Folha de S. Paulo


Antonio Fagundes: 'Dario Fo fazia crítica violenta a toda a sociedade'

Dirigida por Antonio Abujamra e protagonizada por Antonio Fagundes, a montagem de "Morte Acidental de Um Anarquista", uma das obras-primas de Dario Fo, apresentou o público Brasileiro à obra do anárquico dramaturgo italiano, que morreu nesta quinta (13).

O espetáculo estreou em 1981, nos últimos suspiros da ditadura militar no Brasil. Um ano antes, Sérgio Britto havia realizado sua versão para o texto. Atualmente, a peça está em cartaz no Teatro Folha, protagonizada por Dan Stulbach.

Nenhuma montagem da peça, porém, é tão lembrada como a protagonizada por Fagundes, que atuou sem pausas nos "três, quatro primeiros anos" dos sete em que a peça rodou o país: "Chegamos a ter perto de 1 milhão de espectadores".

A peça atravessou o período de redemocratização, mas começou a ser encenada durante a ditadura. "Tivemos inclusive problemas de tentativa de censura, intimidações por parte da polícia. A gente viajou com a peça pelo Brasil inteiro.

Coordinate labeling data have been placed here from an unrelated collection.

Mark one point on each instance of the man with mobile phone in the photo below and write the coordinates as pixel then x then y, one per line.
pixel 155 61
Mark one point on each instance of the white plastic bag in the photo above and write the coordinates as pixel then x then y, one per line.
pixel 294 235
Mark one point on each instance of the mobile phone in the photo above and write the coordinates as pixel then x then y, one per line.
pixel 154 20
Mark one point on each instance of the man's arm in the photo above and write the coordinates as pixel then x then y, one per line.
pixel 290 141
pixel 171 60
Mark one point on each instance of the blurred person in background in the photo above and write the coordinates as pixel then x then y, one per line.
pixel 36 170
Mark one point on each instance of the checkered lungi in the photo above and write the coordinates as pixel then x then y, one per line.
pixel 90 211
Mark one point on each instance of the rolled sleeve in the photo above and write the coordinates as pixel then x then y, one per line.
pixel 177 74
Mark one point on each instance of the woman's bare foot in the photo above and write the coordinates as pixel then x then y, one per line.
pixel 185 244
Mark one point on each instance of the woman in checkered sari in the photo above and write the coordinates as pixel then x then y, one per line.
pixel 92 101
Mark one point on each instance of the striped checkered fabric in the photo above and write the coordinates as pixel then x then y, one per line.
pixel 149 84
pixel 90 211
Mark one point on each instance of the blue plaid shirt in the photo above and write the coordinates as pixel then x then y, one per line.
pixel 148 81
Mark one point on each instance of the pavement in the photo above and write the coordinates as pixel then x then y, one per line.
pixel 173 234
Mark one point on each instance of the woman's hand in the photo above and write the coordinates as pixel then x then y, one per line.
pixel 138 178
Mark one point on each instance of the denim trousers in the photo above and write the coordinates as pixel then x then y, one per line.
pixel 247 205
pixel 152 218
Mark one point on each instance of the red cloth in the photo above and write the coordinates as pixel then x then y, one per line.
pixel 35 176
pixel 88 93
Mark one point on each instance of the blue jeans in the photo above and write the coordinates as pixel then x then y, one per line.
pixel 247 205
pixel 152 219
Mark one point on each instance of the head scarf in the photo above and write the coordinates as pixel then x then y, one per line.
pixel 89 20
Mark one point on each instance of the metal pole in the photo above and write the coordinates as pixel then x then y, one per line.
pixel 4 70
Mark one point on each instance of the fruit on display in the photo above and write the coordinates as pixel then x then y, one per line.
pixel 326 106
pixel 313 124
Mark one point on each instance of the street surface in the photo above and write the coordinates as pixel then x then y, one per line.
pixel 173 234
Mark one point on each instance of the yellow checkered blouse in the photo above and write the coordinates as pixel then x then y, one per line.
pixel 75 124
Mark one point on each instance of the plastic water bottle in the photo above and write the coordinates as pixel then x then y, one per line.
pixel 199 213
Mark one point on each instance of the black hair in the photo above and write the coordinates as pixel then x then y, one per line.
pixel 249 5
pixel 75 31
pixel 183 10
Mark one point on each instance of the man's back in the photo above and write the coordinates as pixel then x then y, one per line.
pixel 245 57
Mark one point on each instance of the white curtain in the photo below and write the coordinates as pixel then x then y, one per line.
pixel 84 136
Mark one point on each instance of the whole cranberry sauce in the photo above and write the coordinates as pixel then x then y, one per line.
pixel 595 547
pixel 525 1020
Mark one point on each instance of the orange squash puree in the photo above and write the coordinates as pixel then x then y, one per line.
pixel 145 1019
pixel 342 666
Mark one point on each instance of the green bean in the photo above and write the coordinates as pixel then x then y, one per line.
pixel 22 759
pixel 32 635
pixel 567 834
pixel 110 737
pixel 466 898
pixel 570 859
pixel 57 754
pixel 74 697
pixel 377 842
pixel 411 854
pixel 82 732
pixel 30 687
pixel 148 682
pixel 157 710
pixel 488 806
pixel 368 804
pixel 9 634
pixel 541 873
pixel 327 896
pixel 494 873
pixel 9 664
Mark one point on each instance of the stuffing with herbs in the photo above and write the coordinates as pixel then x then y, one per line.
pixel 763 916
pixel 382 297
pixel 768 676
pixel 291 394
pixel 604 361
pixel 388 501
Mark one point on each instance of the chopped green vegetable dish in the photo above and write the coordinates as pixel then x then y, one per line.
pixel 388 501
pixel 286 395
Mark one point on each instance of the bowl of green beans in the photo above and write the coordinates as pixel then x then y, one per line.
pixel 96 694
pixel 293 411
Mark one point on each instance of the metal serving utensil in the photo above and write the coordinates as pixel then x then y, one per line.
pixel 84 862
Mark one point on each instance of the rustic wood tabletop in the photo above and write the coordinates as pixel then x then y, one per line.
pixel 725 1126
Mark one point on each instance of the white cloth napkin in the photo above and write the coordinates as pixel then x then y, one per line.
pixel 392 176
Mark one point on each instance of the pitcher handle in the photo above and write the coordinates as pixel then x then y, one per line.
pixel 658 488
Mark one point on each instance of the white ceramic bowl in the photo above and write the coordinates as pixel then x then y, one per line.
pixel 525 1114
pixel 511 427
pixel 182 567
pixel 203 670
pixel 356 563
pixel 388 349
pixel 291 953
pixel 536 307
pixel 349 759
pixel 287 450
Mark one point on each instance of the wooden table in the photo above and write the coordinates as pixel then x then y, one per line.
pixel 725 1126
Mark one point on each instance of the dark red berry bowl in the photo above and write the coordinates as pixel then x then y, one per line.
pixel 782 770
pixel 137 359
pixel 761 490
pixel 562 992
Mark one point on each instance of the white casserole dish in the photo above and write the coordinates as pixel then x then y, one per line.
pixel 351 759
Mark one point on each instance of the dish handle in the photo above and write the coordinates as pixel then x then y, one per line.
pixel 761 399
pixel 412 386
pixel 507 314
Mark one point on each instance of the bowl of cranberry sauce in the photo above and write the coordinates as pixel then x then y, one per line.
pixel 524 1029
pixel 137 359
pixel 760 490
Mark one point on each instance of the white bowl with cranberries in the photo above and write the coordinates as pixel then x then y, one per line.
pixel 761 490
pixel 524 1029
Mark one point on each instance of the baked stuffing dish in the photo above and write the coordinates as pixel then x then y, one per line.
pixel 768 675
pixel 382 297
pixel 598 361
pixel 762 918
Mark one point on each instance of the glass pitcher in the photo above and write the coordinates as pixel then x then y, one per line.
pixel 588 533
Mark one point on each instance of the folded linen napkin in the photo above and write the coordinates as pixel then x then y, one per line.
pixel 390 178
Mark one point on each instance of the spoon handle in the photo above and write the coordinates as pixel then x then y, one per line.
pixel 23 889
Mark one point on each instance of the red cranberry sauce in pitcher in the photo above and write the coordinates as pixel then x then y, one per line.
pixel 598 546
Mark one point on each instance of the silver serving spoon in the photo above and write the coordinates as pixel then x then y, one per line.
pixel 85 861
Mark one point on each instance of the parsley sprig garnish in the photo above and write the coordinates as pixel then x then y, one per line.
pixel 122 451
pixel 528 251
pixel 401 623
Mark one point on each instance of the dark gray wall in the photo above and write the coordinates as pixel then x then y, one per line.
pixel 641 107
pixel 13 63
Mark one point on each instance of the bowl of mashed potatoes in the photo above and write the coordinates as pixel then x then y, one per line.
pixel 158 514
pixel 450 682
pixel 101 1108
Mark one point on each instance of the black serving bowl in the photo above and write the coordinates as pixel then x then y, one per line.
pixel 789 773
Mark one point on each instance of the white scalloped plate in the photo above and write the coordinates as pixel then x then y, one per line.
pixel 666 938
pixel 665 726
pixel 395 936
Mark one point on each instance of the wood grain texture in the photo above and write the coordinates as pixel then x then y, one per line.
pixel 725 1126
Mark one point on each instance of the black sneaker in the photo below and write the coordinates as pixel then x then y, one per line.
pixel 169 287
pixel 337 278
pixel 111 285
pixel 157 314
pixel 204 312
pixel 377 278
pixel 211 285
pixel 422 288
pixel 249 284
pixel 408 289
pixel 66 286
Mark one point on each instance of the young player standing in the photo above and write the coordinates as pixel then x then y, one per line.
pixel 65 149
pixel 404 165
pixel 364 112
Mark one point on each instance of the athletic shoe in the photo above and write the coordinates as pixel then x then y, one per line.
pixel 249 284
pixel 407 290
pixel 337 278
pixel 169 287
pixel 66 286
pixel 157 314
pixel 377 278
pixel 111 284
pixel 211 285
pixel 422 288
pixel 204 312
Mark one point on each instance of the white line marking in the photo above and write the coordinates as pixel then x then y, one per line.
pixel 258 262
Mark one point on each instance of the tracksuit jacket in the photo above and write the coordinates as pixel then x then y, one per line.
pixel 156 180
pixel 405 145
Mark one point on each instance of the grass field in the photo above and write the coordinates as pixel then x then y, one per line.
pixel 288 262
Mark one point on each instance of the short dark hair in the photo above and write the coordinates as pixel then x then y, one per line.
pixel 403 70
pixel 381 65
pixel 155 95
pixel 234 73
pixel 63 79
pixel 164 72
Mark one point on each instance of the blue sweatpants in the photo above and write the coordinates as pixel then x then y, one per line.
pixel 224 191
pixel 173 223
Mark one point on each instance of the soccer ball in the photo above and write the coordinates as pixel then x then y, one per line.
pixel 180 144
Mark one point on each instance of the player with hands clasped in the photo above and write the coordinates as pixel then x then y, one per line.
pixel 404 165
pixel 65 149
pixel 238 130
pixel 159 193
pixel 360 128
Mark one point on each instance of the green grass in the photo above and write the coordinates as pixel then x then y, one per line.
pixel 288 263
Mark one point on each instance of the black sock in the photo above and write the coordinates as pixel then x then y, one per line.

Em alguns momentos, tentaram nos censurar", diz o ator. "Não alterávamos nada."

"Morte Acidental de Um Anarquista" —"já pelo título, você perceba a ironia profunda de Dario Fo; nenhum anarquista morre acidentalmente"— falava de perseguição política a partir do suicídio controverso de um anarquista. Enquanto, nos bastidores do país, crescia a oposição ao regime militar.

"Dario fazia ao longo do espetáculo uma crítica violenta a todas as instituições da sociedade. A política, a imprensa, a justiça. Cada personagem que o Louco —que está sendo preso ali— incorpora é uma crítica ferrenha a uma instituição", analisa Fagundes, que se diz fascinado pela "absoluta anarquia" e pela ausência de partidarismo na obra do dramaturgo italiano.

Uma passagem em especial de "Morte Acidental de Um Anarquista" podia ouriçar os censores da ditadura. "Tinha uma cena em que a gente organizava a plateia para gritar junto com a gente que o governo é sempre filho da puta. Imagina mil pessoas gritando juntas durante a ditadura, devia incomodar muita gente."

Incomodava alguns, e fazia seu público rir. "O humor parte da inteligência. Se você não mexe com a inteligência do espectador, do leitor, você vai provocar uma convulsão, não o riso. A inteligência é que gera o humor. Até por isso o humor é sempre muito atacado, você vê ataques no mundo todo a revistas que usam o humor", comenta Fagundes. "Dario Fo hoje em dia ainda deve ser preocupante para algumas pessoas, porque ele conseguiu fazer as pessoas rirem."